To satisfy the profit motive the commercial entertainer must give the audience what it expects, which is conditional on what it has been getting, which is conditional on what it previously received, ad infinitum. Inherent in the term "genre," which applies to all entertainment, is that it must be probable. The content of westerns, gangster movies, romances, etc., is probable in that it can be identified and comprehended simply by classification.

 

In the cinema, feedback is possible almost exclusively in what I call the synaesthetic mode, which we'll discuss presently. Because it is entirely personal it rests on no identifiable plot and is not probable. The viewer is forced to create along with the film, to interpret for himself what he is experiencing. If the information (either concept or design) reveals some previously unrecognized aspect of the viewer's relation to the circumambient universe—or provides language with which to conceptualize old realities more effectively— the viewer recreates that discovery along with the artist, thus feeding back into the environment the existence of more creative potential, which may in turn be used by the artist for messages of still greater eloquence and perception. If the information is redundant, as it must be in commercial entertainment, nothing is learned and change becomes unlikely. And we have seen that the ability to change is the most urgent need facing twentieth-century man. The notion of experimental art, therefore, is meaningless. All art is experimental or it isn't art. Art is research, whereas entertainment is a game or conflict.

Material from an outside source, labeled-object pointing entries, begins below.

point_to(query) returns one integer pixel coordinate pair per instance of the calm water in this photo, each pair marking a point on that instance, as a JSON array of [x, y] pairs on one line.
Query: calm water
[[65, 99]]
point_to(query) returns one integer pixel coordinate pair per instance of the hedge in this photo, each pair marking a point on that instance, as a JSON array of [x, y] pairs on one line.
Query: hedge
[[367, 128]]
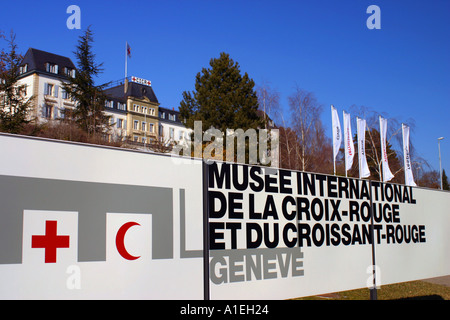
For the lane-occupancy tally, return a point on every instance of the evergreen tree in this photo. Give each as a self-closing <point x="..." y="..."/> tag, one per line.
<point x="445" y="185"/>
<point x="14" y="105"/>
<point x="223" y="98"/>
<point x="89" y="98"/>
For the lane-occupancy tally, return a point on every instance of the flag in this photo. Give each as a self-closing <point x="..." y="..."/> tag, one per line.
<point x="364" y="171"/>
<point x="387" y="174"/>
<point x="128" y="50"/>
<point x="409" y="179"/>
<point x="349" y="148"/>
<point x="337" y="134"/>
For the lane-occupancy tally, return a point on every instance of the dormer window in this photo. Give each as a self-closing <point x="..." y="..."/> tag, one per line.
<point x="69" y="72"/>
<point x="23" y="69"/>
<point x="52" y="68"/>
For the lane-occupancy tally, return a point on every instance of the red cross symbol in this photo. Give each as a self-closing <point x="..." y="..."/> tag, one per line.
<point x="50" y="241"/>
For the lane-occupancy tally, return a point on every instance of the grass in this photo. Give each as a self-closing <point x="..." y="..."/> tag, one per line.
<point x="413" y="290"/>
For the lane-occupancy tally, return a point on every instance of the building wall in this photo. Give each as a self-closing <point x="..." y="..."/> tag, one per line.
<point x="48" y="94"/>
<point x="142" y="120"/>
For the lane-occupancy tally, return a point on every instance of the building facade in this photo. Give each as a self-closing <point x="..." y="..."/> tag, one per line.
<point x="171" y="127"/>
<point x="43" y="73"/>
<point x="142" y="107"/>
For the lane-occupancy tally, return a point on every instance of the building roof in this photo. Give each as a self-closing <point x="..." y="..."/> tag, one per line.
<point x="37" y="59"/>
<point x="135" y="90"/>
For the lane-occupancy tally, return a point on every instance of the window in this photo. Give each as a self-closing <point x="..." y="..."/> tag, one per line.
<point x="48" y="89"/>
<point x="52" y="68"/>
<point x="47" y="111"/>
<point x="64" y="94"/>
<point x="69" y="72"/>
<point x="23" y="68"/>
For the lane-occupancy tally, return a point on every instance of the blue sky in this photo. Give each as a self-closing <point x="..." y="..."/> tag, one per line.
<point x="323" y="46"/>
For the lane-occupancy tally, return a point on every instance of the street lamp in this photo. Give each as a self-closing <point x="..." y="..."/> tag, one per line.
<point x="440" y="165"/>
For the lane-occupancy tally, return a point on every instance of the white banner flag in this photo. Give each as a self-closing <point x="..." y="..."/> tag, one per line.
<point x="337" y="134"/>
<point x="409" y="179"/>
<point x="387" y="174"/>
<point x="364" y="171"/>
<point x="349" y="148"/>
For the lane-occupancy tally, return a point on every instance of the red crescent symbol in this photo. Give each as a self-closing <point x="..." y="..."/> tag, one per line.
<point x="120" y="240"/>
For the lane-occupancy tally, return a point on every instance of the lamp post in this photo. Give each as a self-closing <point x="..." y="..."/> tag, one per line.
<point x="440" y="165"/>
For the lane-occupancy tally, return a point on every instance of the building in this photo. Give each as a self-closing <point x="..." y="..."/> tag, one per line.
<point x="171" y="126"/>
<point x="139" y="99"/>
<point x="43" y="73"/>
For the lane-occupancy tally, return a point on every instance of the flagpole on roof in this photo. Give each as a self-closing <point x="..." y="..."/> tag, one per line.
<point x="126" y="57"/>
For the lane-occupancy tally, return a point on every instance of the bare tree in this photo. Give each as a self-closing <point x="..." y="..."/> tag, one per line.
<point x="269" y="102"/>
<point x="305" y="112"/>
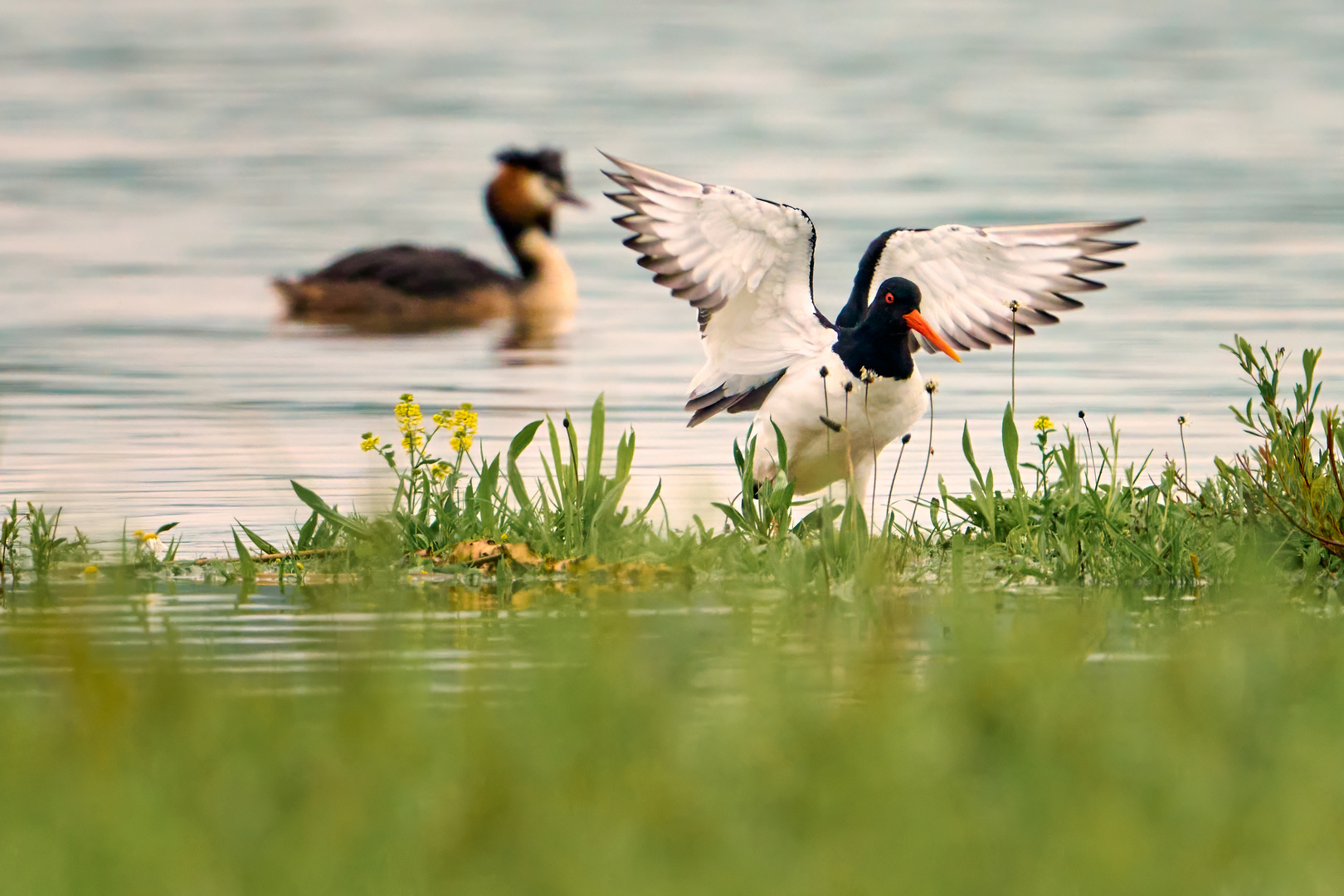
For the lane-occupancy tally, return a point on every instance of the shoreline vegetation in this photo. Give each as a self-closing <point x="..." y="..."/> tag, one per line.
<point x="1062" y="512"/>
<point x="806" y="703"/>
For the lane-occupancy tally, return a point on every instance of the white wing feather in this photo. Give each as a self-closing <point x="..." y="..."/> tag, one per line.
<point x="743" y="262"/>
<point x="971" y="275"/>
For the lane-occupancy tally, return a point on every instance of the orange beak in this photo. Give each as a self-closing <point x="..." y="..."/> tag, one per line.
<point x="918" y="324"/>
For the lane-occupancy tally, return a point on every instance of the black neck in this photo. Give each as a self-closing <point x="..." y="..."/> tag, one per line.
<point x="882" y="347"/>
<point x="858" y="304"/>
<point x="511" y="231"/>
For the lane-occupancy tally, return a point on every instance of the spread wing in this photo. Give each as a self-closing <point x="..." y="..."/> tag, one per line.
<point x="969" y="277"/>
<point x="743" y="262"/>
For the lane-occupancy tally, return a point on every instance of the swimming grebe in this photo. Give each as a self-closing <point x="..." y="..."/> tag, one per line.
<point x="840" y="392"/>
<point x="409" y="288"/>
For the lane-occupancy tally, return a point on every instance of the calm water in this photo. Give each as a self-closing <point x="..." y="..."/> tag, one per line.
<point x="158" y="162"/>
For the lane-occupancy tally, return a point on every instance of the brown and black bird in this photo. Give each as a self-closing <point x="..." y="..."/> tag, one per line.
<point x="407" y="288"/>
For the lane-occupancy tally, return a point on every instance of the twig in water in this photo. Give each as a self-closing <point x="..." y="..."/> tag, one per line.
<point x="905" y="441"/>
<point x="1014" y="308"/>
<point x="1181" y="422"/>
<point x="869" y="377"/>
<point x="825" y="402"/>
<point x="1092" y="460"/>
<point x="930" y="386"/>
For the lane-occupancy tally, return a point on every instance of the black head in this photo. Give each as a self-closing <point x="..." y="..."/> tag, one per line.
<point x="880" y="342"/>
<point x="895" y="299"/>
<point x="544" y="162"/>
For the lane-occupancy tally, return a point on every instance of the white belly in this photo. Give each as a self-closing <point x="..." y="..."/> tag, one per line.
<point x="869" y="416"/>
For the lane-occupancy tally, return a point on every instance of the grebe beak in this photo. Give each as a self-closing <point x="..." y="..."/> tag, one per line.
<point x="916" y="321"/>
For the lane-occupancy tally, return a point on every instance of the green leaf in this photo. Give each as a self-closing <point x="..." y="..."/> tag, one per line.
<point x="515" y="450"/>
<point x="969" y="453"/>
<point x="329" y="514"/>
<point x="305" y="535"/>
<point x="1011" y="449"/>
<point x="266" y="547"/>
<point x="246" y="566"/>
<point x="597" y="438"/>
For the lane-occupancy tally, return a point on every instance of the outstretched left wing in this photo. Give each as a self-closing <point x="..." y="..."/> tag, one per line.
<point x="743" y="262"/>
<point x="971" y="277"/>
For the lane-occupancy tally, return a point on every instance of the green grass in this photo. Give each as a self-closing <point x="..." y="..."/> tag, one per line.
<point x="830" y="728"/>
<point x="936" y="742"/>
<point x="1066" y="514"/>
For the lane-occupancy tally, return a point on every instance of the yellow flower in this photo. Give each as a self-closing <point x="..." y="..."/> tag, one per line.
<point x="407" y="414"/>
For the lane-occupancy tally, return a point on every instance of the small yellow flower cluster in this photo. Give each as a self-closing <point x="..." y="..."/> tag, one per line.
<point x="407" y="412"/>
<point x="410" y="422"/>
<point x="463" y="423"/>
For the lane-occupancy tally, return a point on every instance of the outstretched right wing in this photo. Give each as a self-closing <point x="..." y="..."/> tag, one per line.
<point x="743" y="262"/>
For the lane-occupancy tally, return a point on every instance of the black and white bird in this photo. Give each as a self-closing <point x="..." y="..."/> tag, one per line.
<point x="413" y="288"/>
<point x="840" y="391"/>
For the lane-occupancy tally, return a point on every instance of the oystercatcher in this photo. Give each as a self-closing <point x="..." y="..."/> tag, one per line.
<point x="840" y="391"/>
<point x="410" y="288"/>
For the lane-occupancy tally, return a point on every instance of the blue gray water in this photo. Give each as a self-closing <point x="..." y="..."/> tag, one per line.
<point x="160" y="160"/>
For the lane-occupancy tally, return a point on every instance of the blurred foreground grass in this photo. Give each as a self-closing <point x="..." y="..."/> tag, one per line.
<point x="934" y="742"/>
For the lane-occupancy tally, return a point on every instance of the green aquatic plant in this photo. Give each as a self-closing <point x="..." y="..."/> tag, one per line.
<point x="10" y="544"/>
<point x="1292" y="472"/>
<point x="1112" y="525"/>
<point x="576" y="509"/>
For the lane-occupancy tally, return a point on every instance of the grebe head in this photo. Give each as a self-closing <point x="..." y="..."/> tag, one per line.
<point x="527" y="188"/>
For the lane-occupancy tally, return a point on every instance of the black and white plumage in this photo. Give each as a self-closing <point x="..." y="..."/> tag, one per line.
<point x="745" y="264"/>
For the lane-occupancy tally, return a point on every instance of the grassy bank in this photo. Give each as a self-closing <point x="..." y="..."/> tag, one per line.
<point x="1062" y="509"/>
<point x="944" y="742"/>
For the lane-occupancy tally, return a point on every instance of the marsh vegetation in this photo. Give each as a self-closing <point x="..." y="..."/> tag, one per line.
<point x="1073" y="676"/>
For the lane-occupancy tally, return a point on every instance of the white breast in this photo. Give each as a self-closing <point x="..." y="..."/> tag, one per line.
<point x="869" y="416"/>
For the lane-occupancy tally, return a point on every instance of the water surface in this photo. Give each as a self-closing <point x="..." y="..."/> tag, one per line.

We have learned from cybernetics that in research one's work is governed by one's strongest points, whereas in conflicts or games one's work is governed by its weakest moments. We have defined the difference between art and entertainment in scientific terms and have found entertainment to be inherently entropic, opposed to change, and art to be inherently negentropic, a catalyst to change. The artist is always an anarchist, a revolutionary, a creator of new worlds imperceptibly gaining on reality. He can do this because we live in a cosmos in which there's always something more to be seen. When finally we erase the difference between art and entertainment—as we must to survive— we shall find that our community is no longer a community, and we shall begin to understand radical evolution.